Some people answered and a lot of people were unsure which is what is expected at my age. Personally , university for me is a place to expand academically and essentially I just want to become an educated homemaker and wife. However, I got anxious about answering because of what other people would think. Society has taught me (and other millennial women) that being a stay at home wife/mother is oppressive and that I'm not achieving my full potential. Traditional lifestyles are boring and if I am anything other than a feminist I'm being oppressed by a system of patriarchy. An "empowered" woman doesn't do things for men , and "empowered" women shouldn't be stuck at home , an "empowered" woman believes all the bull that's bombarded in pop culture and social media .

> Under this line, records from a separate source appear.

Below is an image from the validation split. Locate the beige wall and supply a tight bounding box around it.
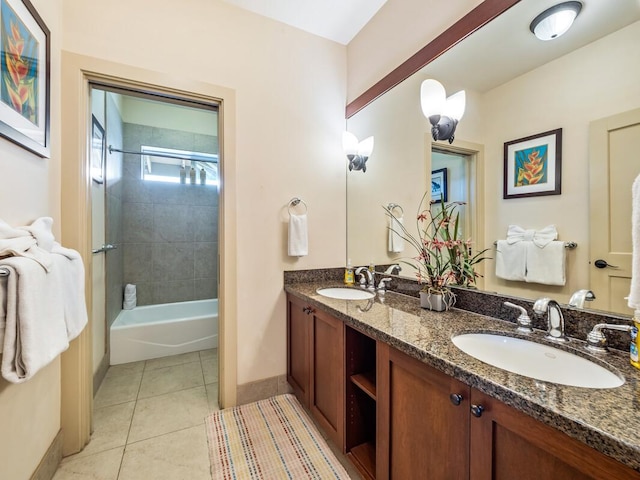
[347,22,640,303]
[63,0,346,384]
[0,0,62,479]
[482,22,640,302]
[347,0,482,102]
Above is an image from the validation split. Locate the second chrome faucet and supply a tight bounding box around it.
[533,297,569,342]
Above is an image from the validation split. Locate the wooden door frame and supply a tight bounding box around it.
[60,51,237,455]
[424,137,488,289]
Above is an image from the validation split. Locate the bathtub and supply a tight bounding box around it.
[109,299,218,365]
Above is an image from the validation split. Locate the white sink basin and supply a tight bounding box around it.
[316,287,376,300]
[452,333,624,388]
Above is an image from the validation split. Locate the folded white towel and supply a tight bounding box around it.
[51,241,88,341]
[523,240,566,285]
[627,175,640,310]
[0,217,53,271]
[289,213,309,257]
[388,216,404,253]
[507,225,558,248]
[496,240,531,282]
[0,255,69,383]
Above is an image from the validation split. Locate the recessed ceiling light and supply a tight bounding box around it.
[529,2,582,40]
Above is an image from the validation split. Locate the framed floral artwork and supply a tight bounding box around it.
[431,168,449,203]
[0,0,50,158]
[503,128,562,198]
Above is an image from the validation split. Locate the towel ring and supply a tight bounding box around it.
[387,203,404,215]
[287,197,309,215]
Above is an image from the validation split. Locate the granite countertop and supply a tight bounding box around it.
[285,280,640,471]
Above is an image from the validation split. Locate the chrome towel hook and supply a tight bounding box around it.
[287,197,309,215]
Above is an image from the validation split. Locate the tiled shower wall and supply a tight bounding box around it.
[120,123,218,305]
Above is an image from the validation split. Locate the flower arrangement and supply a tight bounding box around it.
[385,192,489,308]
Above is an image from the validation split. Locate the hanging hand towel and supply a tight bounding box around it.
[627,175,640,310]
[507,225,558,248]
[525,240,566,285]
[496,240,531,282]
[0,255,70,383]
[289,213,309,257]
[389,216,404,253]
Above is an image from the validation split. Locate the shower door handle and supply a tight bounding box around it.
[91,243,118,255]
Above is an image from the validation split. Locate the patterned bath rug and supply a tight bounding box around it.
[205,394,350,480]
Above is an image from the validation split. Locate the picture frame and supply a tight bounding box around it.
[0,0,51,158]
[89,115,107,183]
[431,168,449,203]
[503,128,562,199]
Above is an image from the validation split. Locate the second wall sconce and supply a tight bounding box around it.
[342,132,373,173]
[420,79,466,143]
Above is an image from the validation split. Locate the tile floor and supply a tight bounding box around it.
[53,349,218,480]
[53,349,360,480]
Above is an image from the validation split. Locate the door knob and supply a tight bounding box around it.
[593,258,619,268]
[471,405,484,418]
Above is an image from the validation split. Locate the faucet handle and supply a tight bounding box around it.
[503,302,533,333]
[378,277,391,295]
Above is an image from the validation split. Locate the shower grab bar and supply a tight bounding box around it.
[91,243,118,255]
[109,145,218,163]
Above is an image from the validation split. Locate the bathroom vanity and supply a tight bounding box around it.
[285,280,640,479]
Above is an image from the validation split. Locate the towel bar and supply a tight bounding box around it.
[493,240,578,250]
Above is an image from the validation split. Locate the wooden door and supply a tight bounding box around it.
[287,295,311,408]
[309,311,345,450]
[589,109,640,315]
[469,389,640,480]
[376,344,469,480]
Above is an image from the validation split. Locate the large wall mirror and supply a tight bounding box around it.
[347,0,640,315]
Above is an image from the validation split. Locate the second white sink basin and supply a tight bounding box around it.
[451,333,624,388]
[316,287,376,300]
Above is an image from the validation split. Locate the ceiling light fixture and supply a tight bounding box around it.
[529,2,582,41]
[342,132,373,173]
[420,79,466,143]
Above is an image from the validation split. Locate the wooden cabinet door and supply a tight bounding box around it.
[287,296,311,408]
[376,344,470,480]
[470,389,640,480]
[309,311,345,450]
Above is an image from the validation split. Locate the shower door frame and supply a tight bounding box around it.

Thinking back on it I should've answered the question. I think a lot of millennials like me are afraid of admitting to be traditional or wanting simple things in life because of the judgement they will receive from their peers . I don't think there's anything wrong about being domesticated and serving your family but unfortunately a lot of people around me disagree . I thought nobody shared my views until I came across RPW. This sub has really reinforced my thoughts in a time of doubt and even helped me further improve my relationship with my boyfriend.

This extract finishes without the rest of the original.